In this paper, all data is necessary normalized before training the models within a uniform interval of [0–1]. The normalization formula is given as follows:

${{x}_{norm}}=\frac{x-{{x}_{\min }}}{{{x}_{\max }}-{{x}_{\min }}}$     (2)

where, xnorm is variable normalised, xmax is maximum value and xmin is minimum value.

3.3 Predictive performances

Some performance criteria are statistically measured to evaluate the prediction capacity such as R2 (coefficient of determination), RMSE (root mean squared error) ‎[33], MAPE (mean absolute percent error) and adjusted R2 to evaluate the prediction capacity ‎[34] which are defined as follows:

$RMSE=\sqrt{\sum\limits_{i=1}^{N}{\frac{{{({{Y}_{i(\exp )}}-{{Y}_{i(pred)}})}^{2}}}{N}}}$    (3)

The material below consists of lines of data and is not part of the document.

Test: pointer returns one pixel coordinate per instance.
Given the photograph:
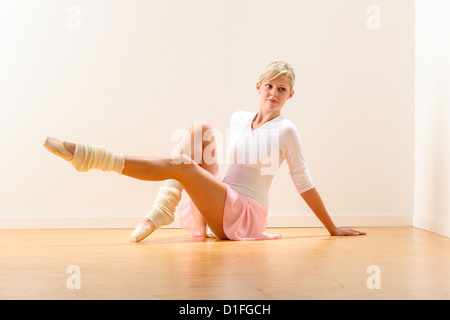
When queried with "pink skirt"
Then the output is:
(243, 217)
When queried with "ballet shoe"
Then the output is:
(142, 231)
(56, 147)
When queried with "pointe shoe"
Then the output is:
(142, 231)
(56, 147)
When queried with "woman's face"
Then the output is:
(275, 93)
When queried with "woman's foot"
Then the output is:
(62, 149)
(143, 230)
(85, 157)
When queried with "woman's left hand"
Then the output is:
(346, 232)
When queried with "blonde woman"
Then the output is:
(236, 207)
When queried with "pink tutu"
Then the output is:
(243, 217)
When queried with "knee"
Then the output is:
(182, 160)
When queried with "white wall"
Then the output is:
(432, 116)
(126, 74)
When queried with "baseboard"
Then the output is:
(279, 220)
(432, 224)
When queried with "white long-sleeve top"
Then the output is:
(254, 156)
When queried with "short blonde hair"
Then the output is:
(276, 69)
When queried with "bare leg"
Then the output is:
(201, 137)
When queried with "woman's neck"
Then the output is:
(262, 117)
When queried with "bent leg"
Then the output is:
(207, 193)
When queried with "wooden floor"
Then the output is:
(305, 264)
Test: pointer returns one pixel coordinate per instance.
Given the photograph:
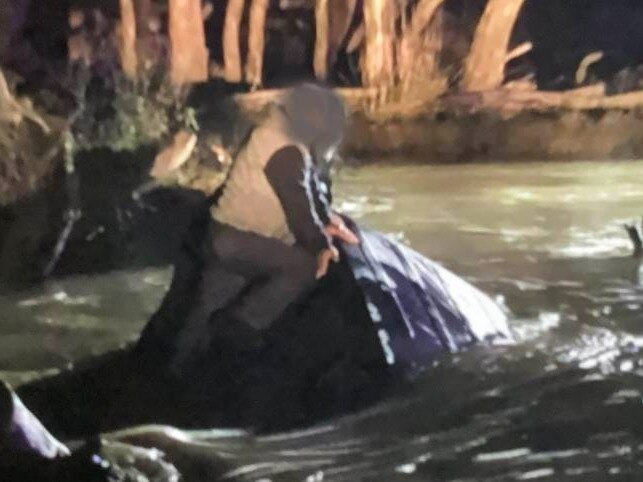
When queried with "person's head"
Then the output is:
(317, 118)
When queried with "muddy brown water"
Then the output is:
(546, 240)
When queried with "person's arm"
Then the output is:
(293, 180)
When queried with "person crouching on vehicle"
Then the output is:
(272, 229)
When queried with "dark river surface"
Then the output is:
(546, 240)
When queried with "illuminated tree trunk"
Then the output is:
(189, 56)
(256, 42)
(231, 52)
(341, 14)
(485, 66)
(379, 59)
(414, 42)
(127, 38)
(320, 61)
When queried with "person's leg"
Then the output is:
(285, 272)
(217, 287)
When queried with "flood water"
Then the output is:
(546, 240)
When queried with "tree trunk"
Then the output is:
(127, 39)
(378, 60)
(189, 54)
(231, 51)
(320, 61)
(256, 42)
(485, 66)
(416, 48)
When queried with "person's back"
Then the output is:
(270, 237)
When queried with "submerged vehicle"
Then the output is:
(380, 315)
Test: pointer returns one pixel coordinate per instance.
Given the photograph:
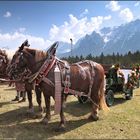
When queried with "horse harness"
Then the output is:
(64, 68)
(64, 78)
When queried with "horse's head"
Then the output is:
(20, 61)
(26, 58)
(3, 61)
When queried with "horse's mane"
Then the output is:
(3, 53)
(39, 54)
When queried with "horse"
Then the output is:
(28, 86)
(3, 63)
(86, 77)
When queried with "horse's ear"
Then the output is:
(25, 43)
(52, 49)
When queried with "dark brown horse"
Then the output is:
(14, 74)
(3, 63)
(85, 77)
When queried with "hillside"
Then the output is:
(119, 39)
(121, 122)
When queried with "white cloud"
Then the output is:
(107, 17)
(22, 29)
(113, 6)
(13, 41)
(126, 15)
(76, 28)
(73, 28)
(137, 4)
(7, 14)
(84, 13)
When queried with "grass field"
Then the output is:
(121, 122)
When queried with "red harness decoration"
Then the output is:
(44, 70)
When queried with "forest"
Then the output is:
(127, 60)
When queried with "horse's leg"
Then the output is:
(48, 110)
(38, 97)
(62, 117)
(95, 103)
(64, 100)
(29, 94)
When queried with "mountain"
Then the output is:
(119, 39)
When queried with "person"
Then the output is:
(21, 93)
(114, 73)
(132, 79)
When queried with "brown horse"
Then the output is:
(14, 74)
(85, 77)
(3, 63)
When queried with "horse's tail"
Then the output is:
(103, 104)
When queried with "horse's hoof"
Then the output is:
(41, 109)
(39, 115)
(44, 121)
(30, 111)
(60, 129)
(93, 118)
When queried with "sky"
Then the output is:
(44, 22)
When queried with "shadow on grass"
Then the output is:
(9, 89)
(17, 122)
(118, 101)
(78, 109)
(5, 103)
(36, 130)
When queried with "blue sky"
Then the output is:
(43, 22)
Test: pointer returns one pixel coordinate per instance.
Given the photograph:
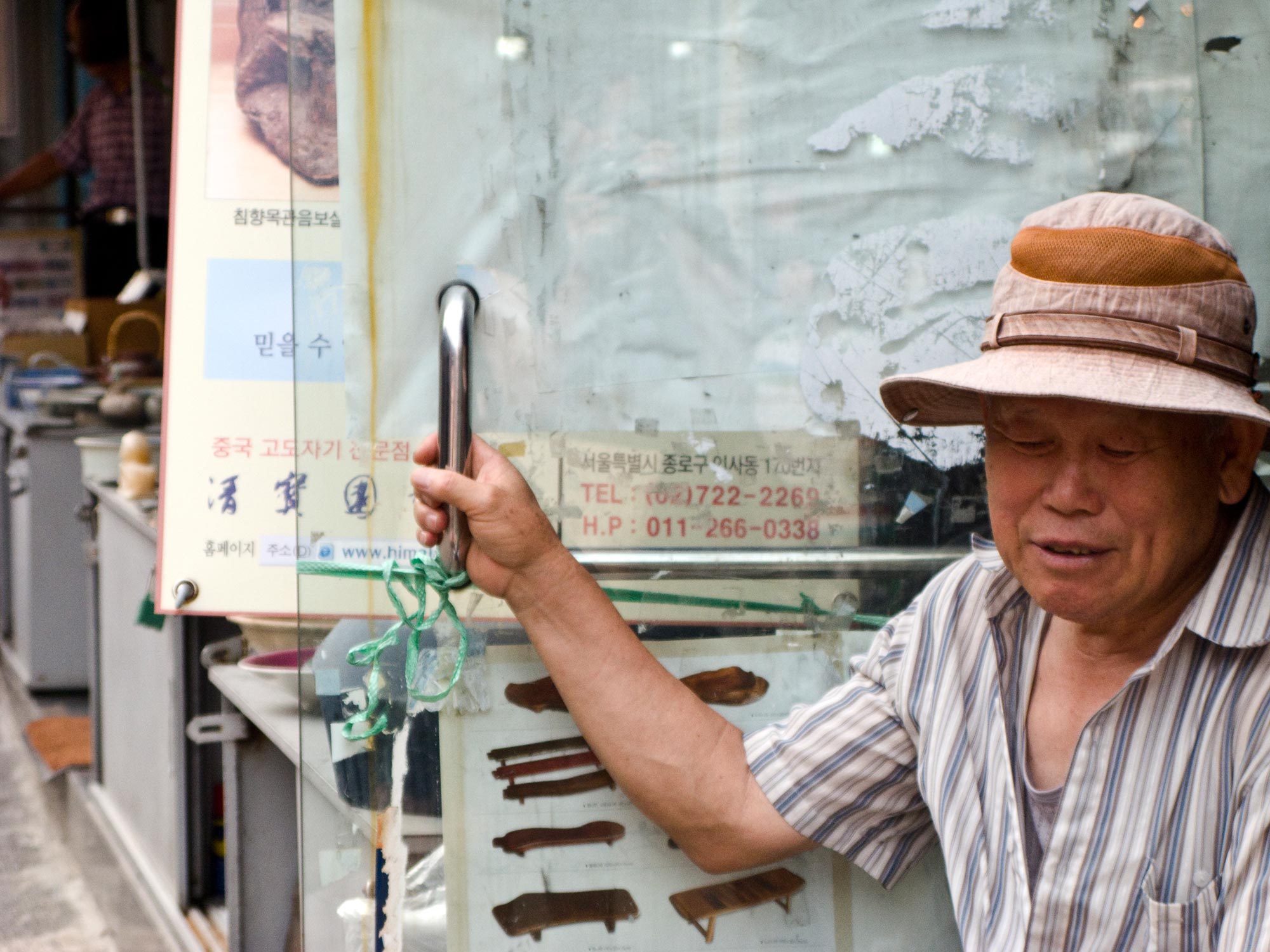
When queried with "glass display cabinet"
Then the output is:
(658, 256)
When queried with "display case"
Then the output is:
(660, 257)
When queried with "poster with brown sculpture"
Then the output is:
(547, 852)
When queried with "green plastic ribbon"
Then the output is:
(418, 577)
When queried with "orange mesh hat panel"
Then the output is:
(1112, 256)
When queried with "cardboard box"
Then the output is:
(93, 318)
(72, 348)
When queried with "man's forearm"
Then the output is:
(41, 171)
(680, 762)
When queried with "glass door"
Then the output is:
(695, 237)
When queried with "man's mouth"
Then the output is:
(1070, 549)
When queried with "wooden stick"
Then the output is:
(543, 747)
(582, 784)
(528, 769)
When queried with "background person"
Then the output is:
(1079, 714)
(100, 140)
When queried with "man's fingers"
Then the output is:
(453, 488)
(426, 454)
(430, 519)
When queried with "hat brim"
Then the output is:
(949, 397)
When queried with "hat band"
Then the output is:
(1183, 346)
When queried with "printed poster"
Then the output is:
(497, 870)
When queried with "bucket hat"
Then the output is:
(1118, 299)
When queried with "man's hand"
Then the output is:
(515, 548)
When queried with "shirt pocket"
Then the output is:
(1180, 927)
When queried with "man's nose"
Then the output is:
(1073, 489)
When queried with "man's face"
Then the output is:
(1106, 515)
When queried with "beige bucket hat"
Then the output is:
(1118, 299)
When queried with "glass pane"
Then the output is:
(700, 235)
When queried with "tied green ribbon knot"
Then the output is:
(418, 577)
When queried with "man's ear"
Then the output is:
(1239, 446)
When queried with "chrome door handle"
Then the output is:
(458, 304)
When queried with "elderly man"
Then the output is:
(1080, 713)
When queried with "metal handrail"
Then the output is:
(458, 304)
(763, 563)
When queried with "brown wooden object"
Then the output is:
(725, 686)
(534, 912)
(538, 837)
(542, 747)
(582, 784)
(711, 902)
(528, 769)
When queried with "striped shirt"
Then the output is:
(1161, 836)
(100, 139)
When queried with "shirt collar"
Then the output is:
(1233, 610)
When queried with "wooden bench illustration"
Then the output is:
(538, 837)
(582, 784)
(707, 903)
(534, 912)
(726, 686)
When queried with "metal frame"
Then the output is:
(761, 563)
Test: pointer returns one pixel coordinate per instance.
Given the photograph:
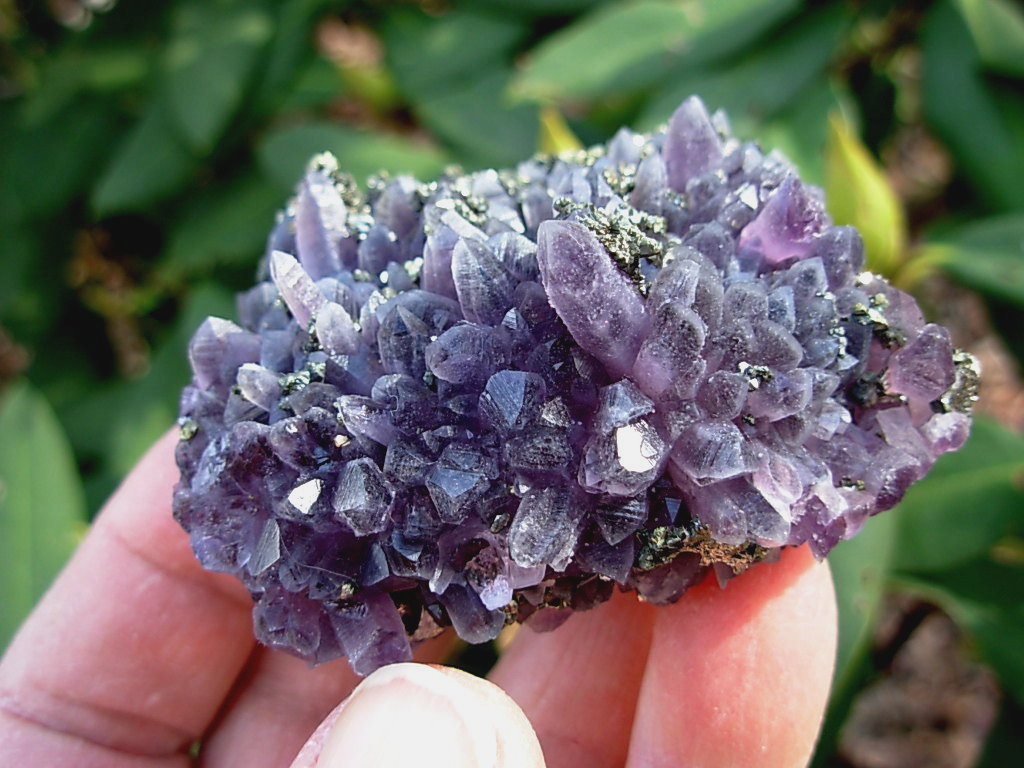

${{R}^{2}}=1-\left( {\left( \sum\limits_{i=1}^{N}{{{({{Y}_{i(\exp )}}-{{Y}_{i(pred)}})}^{2}}} \right)}/{\left( \sum\limits_{i=1}^{N}{{{({{Y}_{i(\exp )}}-{{Y}_{i(mean)}})}^{2}}} \right)}\; \right)$     (4)

$MAPE=\frac{100}{N}\sum\limits_{i=1}^{N}{\left| \frac{{{Y}_{i(\exp )}}-{{Y}_{i(pred)}}}{{{Y}_{i(\exp )}}} \right|}$     (5)

where, N is the number of data, Yi(exp) and Yi(pred) indicate the experimental and predicted values respectively, Yi(mean) is the mean value of experimental data points.

While the adjusted R2 is given by the following equation:

 $R_{adj}^{2}=1-(1-{{R}^{2}})\times \left( \frac{N-1}{N-P-1} \right)$      (6)

where, N is number of data, P is number of variables and R2 is the coefficient of determination given in Eq. (4).

The predictions are excellent if the values of adjusted R2 and R2 are found very close to 1. The models are capable of predicting with a high accuracy when values of RMSE and MAPE are found very close to zero.

In terms of scatter index (SI) ‎[35, 36] which is given in Eq. (7). The performance of model is excellent when SI is inferior to 0.1; good if SI between 0.1and 0.2, and poor if SI is superior to 0.3. All performance indicators are calculated between experimental values and predictions values.

$SI=\frac{RMSE}{{{Y}_{i(mean)}}}$     (7)

where, RMSE is given in Eq. (3) and Yi(mean) is the mean value of experimental data points.

4. Results and Discussions

In general, machine learning algorithms proposed in this study with adjustable parameters are usually able to approximate any nonlinear problems. The optimal parameters for each model are determined experimentally after several tests. The accuracy of each machine learning algorithm is evaluated during a phase testing, because it is much easy to realize a high accuracy during a phase training without improving generalisation capability. All machine learning algorithms are implemented in Matlab 2018a.

The results and discussion are divided into parts: predicting totally and predicting separately. The first part discusses the predicted results of overall data in more detail. The second parts are discussed separately the predicted results obtained in previously parts as summarised in Tables 3 in less detail than first part in order to check and to confirm the accuracy of each model.

4.1 Predicting totally

As described above, total dataset at the end of experimental part are collected in table (90 rows x 10 columns). The number of inputs and output are 9 and 1 respectively. It is evident that the training of models is becoming more complex when the number of inputs increased.

4.1.1 ANN result

Generally, it is better to choose more than one hidden layer in this situation. The optimal architecture network of ANN is 2 hidden layers with 12 neurons in each one (9:12:12:1), with ‘tansig’ (hyperbolic tangent sigmoid) as activation function and ‘purelin’ (linear) as activation function for output layer.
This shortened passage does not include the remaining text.